I believe the problem with the possessions is not “muchness” but attitude. If our focus is on acquiring as many possessions as we can then we are trapped in a never ending rat race of competition, greed, materialism, individualism and selfishness.
When it comes to possessions, “much” is a very loaded word. It is geographically, socially and politically conditioned. For a person living in utter poverty in a devastated country around the world, “too much” would be what a person living on the poverty threshold in USA possesses.
However, from a biblical perspective, for the people of God all our possessions are a result of God’s blessing and blessing is not accumulated but circulated. It is not kept, but given. It is not laid up on earth, but it is stored up in heaven.

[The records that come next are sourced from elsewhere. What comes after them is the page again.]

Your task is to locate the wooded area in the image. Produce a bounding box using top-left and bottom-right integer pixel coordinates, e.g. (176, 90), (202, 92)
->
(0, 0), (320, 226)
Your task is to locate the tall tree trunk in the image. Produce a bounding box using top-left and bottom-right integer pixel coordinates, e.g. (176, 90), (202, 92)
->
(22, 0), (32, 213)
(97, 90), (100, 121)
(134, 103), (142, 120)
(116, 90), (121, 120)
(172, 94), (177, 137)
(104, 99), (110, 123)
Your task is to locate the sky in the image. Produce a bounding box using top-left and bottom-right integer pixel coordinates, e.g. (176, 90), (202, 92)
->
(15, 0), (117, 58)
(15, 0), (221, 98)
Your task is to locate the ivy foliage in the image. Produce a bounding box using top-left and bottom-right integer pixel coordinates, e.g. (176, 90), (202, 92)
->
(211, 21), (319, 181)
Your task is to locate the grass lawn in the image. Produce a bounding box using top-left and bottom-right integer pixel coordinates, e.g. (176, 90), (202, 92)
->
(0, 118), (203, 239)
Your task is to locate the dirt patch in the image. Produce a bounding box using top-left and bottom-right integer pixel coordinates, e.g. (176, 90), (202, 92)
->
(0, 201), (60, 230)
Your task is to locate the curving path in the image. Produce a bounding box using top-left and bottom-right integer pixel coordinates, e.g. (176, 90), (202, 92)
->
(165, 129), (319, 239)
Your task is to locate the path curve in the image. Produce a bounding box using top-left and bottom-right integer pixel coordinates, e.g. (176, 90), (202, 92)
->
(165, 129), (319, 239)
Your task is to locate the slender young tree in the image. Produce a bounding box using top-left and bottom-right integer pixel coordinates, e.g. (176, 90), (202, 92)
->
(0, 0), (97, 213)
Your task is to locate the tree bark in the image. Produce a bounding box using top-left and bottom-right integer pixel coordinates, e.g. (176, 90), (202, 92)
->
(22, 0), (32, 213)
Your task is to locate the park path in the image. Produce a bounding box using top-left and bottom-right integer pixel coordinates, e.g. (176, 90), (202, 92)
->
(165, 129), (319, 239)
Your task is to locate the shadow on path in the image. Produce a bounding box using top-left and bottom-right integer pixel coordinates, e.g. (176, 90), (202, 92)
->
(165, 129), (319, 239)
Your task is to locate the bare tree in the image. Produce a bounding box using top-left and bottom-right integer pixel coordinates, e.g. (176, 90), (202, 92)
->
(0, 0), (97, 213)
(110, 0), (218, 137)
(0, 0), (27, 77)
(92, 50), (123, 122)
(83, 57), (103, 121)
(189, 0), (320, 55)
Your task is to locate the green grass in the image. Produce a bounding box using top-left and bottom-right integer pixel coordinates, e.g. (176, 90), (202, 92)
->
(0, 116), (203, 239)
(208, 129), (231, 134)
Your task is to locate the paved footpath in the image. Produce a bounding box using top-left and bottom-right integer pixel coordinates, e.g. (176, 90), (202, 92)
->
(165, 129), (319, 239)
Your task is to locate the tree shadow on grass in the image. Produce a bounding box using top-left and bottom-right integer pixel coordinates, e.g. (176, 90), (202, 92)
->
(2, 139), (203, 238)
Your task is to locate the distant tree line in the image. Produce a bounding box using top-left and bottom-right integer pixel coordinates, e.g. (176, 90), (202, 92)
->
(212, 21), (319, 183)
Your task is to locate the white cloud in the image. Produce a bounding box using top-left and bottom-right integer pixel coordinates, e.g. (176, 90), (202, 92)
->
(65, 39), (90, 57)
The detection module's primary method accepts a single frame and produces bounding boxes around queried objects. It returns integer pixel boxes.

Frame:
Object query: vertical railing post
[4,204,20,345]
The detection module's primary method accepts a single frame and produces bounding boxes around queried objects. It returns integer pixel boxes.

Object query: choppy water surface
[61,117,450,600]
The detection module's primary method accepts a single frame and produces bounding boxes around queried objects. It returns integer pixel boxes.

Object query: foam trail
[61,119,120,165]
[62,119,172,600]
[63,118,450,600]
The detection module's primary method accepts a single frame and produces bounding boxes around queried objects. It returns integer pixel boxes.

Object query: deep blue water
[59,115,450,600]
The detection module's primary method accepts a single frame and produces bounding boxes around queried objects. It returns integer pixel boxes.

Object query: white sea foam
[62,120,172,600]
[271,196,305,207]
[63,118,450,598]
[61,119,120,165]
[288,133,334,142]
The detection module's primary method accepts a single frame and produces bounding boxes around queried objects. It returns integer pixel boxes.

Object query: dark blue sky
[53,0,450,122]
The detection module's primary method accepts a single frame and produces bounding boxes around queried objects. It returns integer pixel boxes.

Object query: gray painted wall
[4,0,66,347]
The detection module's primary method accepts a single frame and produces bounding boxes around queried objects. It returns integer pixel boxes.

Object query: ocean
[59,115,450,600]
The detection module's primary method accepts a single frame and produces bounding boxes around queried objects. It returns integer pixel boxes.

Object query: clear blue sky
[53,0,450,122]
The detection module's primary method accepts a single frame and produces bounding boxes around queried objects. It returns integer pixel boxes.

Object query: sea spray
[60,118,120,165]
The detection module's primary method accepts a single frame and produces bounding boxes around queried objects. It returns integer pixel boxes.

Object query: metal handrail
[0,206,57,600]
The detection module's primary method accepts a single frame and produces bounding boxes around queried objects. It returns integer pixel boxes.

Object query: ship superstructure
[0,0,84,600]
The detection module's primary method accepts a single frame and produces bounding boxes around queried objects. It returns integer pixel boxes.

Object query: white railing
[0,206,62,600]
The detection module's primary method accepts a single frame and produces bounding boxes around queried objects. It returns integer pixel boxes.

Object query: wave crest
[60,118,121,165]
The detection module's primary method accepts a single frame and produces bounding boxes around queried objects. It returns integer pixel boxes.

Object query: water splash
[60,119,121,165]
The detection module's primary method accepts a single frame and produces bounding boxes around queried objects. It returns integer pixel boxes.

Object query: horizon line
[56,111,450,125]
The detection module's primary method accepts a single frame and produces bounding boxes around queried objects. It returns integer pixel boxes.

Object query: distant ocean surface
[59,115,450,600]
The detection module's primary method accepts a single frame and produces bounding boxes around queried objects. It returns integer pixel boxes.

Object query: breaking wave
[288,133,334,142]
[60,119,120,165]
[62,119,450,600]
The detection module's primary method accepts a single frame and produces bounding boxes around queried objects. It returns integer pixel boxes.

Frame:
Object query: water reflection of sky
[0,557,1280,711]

Therefore, the question should be “what do we do with the “much” we have?” Christians are called to invest it in several divine funds. When we invested in God’s funds, even our “little” becomes much. Because, as Adrian Rogers put it so well: “a faith that hasn’t reached your wallet, probably hasn’t reached your heart.”
We become healed of our obsession with “muchness” when we invest in the Church Fund (Mal. 3:10) in order to support God’s House. We also need to invest in the Poor Fund (Prov. 28:27) when we open our hearts and pockets for the poor, the orphans, the helpless and the destitute of the world. We have a mandate to invest our possessions in the Global Fund (2Cor. 9:11-15) in order to fulfill the Great Commission by the taking the gospel to the last soul on earth. We cannot ignore the Growth Fund (Prov. 10:15) because, in order to handle possession biblically we need to grow spiritually as individual Christians and as Christian families. Finally, we need to invest in the Future Fund because as responsible Christians we must be good stewards of God’s blessings and plan for our future. When we focus on giving we will soon discover that money is a great servant, but if we desperately attempt to keep our possession we discover that money is a terrible master.